Уже светало, когда я шел по улицам, неузнаваемо изменившимся за эту ночь. И перемена была не в том, что кое-где дымились еще теплые развалины, хрустело под ногами битое стекло, что, воя сиренами, проносились машины «Скорой помощи», и не милиционеры, а регулировщики в серых армейских шинелях давали им «зеленую улицу», — нет! Изменился сам дух города, запечатленный, как в зеркале, в посуровевших лицах встречных людей.
Если бы тогда я был более силен в знании жизни и самого себя, то, несомненно, понял бы, что так больно уязвило меня в то утро. Ведь никогда Аля, самый любимый мною на земле человек, не была там, где нам всем приходилось трудно и горько. Быть может, это выходило случайно? Не знаю…
У развалин кинотеатра я встретил Сеньку.
— Сенька, — сказал я ему, — идем добровольцами на фронт.
— Идем, — ответил он.
И мы скрепили это решение клятвенным рукопожатием.
В горвоенкомате мягко, увещевательно отказали в нашей неистовой просьбе, и первого октября для нас начался обыкновенный учебный год с тетрадками, уравнениями, четверками за поведение, а для меня еще и с прежней влюбленностью в Алю Реутову.
Ради того, чтобы чаще видеть ее, я продолжал ревностно исполнять свои актерские обязанности.

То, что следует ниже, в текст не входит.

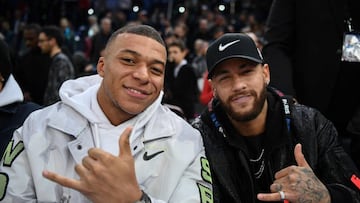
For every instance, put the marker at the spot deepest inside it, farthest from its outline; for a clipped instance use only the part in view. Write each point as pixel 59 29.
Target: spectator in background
pixel 180 81
pixel 32 69
pixel 61 68
pixel 98 41
pixel 69 36
pixel 304 41
pixel 13 109
pixel 93 26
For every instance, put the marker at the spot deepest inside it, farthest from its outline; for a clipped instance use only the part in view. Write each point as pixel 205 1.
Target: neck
pixel 114 114
pixel 254 127
pixel 55 51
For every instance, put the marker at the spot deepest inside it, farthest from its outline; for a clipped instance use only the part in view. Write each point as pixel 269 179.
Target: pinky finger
pixel 62 180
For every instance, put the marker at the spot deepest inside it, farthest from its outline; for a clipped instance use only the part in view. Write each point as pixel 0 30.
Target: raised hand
pixel 297 183
pixel 103 176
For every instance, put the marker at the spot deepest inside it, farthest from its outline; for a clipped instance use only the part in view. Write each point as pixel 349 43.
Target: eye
pixel 128 61
pixel 156 70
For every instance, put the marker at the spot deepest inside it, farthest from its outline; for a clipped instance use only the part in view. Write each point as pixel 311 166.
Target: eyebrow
pixel 138 54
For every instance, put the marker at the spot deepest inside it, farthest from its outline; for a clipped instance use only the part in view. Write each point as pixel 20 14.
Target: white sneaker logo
pixel 222 48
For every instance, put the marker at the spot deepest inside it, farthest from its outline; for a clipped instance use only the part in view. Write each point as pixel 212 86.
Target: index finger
pixel 62 180
pixel 124 143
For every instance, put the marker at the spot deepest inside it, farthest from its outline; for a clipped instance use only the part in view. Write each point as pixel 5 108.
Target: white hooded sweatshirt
pixel 58 137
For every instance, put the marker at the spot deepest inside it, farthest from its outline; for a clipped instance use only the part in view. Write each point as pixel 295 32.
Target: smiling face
pixel 240 86
pixel 133 76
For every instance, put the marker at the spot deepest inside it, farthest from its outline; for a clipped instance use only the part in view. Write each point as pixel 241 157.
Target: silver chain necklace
pixel 262 166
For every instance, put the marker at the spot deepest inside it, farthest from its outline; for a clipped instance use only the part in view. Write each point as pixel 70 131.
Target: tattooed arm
pixel 299 183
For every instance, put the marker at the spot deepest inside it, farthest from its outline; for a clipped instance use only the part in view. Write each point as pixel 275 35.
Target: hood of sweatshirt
pixel 11 92
pixel 79 93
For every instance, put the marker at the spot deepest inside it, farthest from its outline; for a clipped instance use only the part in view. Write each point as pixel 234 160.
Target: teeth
pixel 135 91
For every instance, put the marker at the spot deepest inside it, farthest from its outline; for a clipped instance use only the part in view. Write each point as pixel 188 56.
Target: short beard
pixel 252 114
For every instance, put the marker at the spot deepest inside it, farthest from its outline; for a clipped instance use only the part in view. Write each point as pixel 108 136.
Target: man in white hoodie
pixel 159 159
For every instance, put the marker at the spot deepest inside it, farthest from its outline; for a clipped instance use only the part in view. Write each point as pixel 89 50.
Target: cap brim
pixel 229 57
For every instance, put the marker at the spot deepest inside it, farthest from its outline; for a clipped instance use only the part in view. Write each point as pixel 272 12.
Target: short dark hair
pixel 52 31
pixel 34 27
pixel 143 30
pixel 178 43
pixel 5 60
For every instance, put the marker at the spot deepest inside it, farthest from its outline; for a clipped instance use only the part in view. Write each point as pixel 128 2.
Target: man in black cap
pixel 13 111
pixel 262 146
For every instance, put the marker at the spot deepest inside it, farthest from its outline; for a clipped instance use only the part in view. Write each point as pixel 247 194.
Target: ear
pixel 266 73
pixel 213 88
pixel 100 67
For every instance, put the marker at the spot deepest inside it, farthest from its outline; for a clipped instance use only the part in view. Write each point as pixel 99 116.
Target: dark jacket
pixel 182 90
pixel 304 41
pixel 12 117
pixel 232 179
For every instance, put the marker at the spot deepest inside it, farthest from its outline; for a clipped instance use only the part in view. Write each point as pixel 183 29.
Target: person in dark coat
pixel 181 87
pixel 304 47
pixel 32 69
pixel 13 110
pixel 263 147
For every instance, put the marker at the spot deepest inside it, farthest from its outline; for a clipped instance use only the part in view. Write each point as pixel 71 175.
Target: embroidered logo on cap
pixel 222 48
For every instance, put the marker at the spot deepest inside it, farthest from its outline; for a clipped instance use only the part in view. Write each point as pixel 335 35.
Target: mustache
pixel 241 93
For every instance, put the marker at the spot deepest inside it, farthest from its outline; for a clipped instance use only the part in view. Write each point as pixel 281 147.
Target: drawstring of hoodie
pixel 95 136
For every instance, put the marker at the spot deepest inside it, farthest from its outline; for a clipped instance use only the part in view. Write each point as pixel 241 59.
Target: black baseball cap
pixel 231 45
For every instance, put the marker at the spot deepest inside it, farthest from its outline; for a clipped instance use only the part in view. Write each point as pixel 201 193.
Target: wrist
pixel 144 198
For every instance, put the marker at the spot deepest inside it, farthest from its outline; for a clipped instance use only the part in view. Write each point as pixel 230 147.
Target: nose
pixel 239 83
pixel 142 73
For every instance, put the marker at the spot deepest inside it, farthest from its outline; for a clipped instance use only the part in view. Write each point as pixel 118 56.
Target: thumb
pixel 124 144
pixel 299 157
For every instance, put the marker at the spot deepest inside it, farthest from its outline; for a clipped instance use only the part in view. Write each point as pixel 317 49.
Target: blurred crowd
pixel 87 24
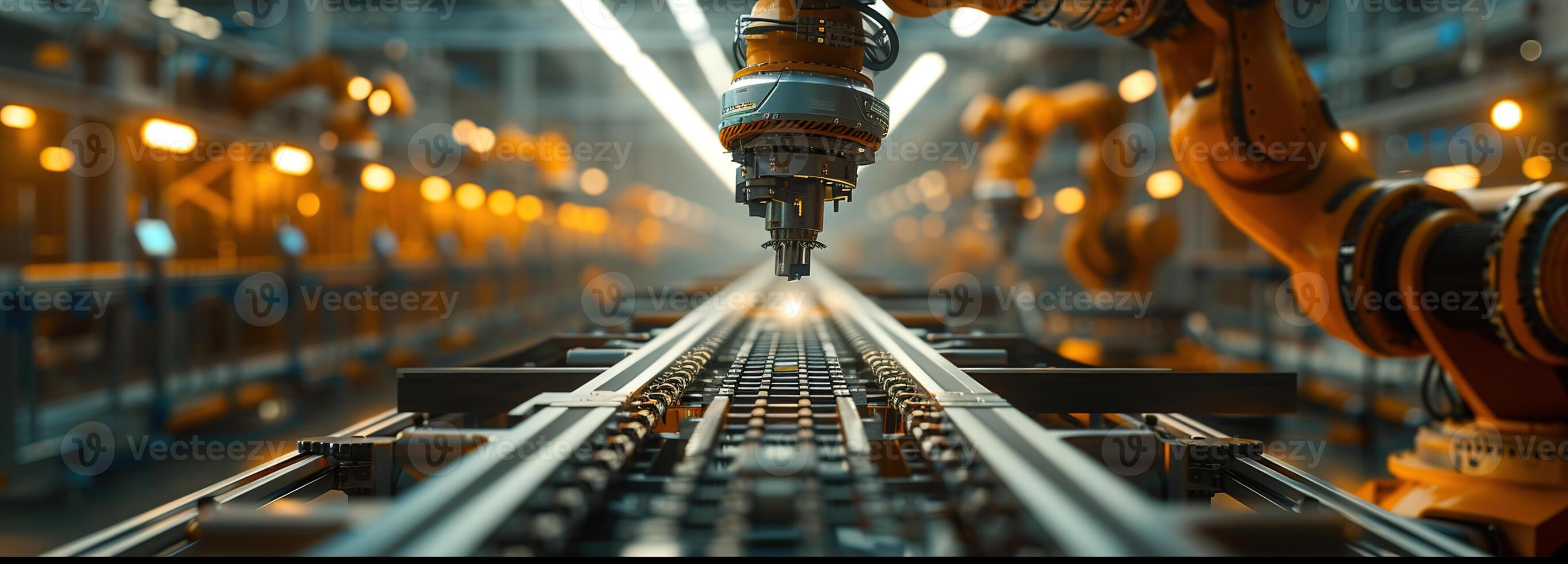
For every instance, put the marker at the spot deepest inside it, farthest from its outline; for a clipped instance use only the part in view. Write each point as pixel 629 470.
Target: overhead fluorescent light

Однажды случилось так, что после затянувшейся репетиции мы вышли из школы вместе. Я сразу же постарался соблюсти благопристойный интервал в полшага, но Аля с грубоватой усмешкой в голосе сказала:
— Ты бы хоть под руку меня взял. Так скользко, что и шлепнуться можно.
Это, конечно, была не более чем обыкновенная товарищеская просьба, с которой бы она обратилась ко всякому из нас, кто шел с ней после репетиции в одном направлении, но я воспринял эту просьбу как великое счастье.
Была оттепель; тяжелый ветер, пахнущий мокрым снегом, дул из темных провалов улиц, и в голове у меня начинался какой-то ералаш. Благо Аля сама всю дорогу говорила без умолку, так что мне предоставлялась возможность молчать или отделываться разнообразными интонационными вариациями «м-да», значение которых она могла истолковывать, как хотела.
Возле дома Аля остановилась и сказала:
— Можно было бы поговорить еще, но меня сейчас, наверно, позовут.
И действительно, хлопнула дверь, кто-то вышел на крыльцо и окликнул ее.
— Это мама, — заговорщицки шепнула она. Глаза ее зеленовато сверкнули в темноте. — Ты любишь читать?
— Люблю.
— Я тоже люблю. Ты знаешь, конец в книге я сама придумываю, если он мне не нравится.
— Альбина! — еще раз позвали с крыльца.
— Иду! — капризно крикнула она и добавила тихо, для меня: — Мы еще поговорим, потом… Хорошо?
А на другой день, стараясь скрыть смущение, я с нарочитым усердием обивал голиком валенки в сенях у Реутовых. Вопреки моим надеждам, отец сразу же узнал меня и, коротко блеснув усталыми глазами, сказал:
— А тогда по вашей милости мне сто рублей штрафу припаяли.
В комнате, куда я попал из кухни, уютно горела лампочка под большим голубым абажуром с бахромой, которая качалась при каждом ударе дверью, разгоняя по стенам мягкие тени. Здесь мы пили чай, а потом перешли в Алину комнату, сплошь увешанную географическими картами, ковриками, фотографиями и картинками. Все мне нравилось в этом просторном теплом доме (особенно если принять во внимание, что последнее качество было в то время редкостью и ценилось очень высоко), и я старался незаметно притрагиваться ко всем вещам, окружавшим Алю, словно надеялся унести с собой частицу их тепла, чистоты и, может быть, ее самой.
Как-то Аля сказала мне, что летом уедет в Москву учиться. С тех пор меня не покидало тягостное предощущение разлуки, и как бы вне связи с этим я заводил разговоры о том, что учиться можно и здесь, в нашем городе, вспоминал все нелестные для Москвы пословицы: «Москва слезам не верит», «Москва денежки любит», и ясно видел, что моя хитро сплетенная дипломатия ни к чему не приведет.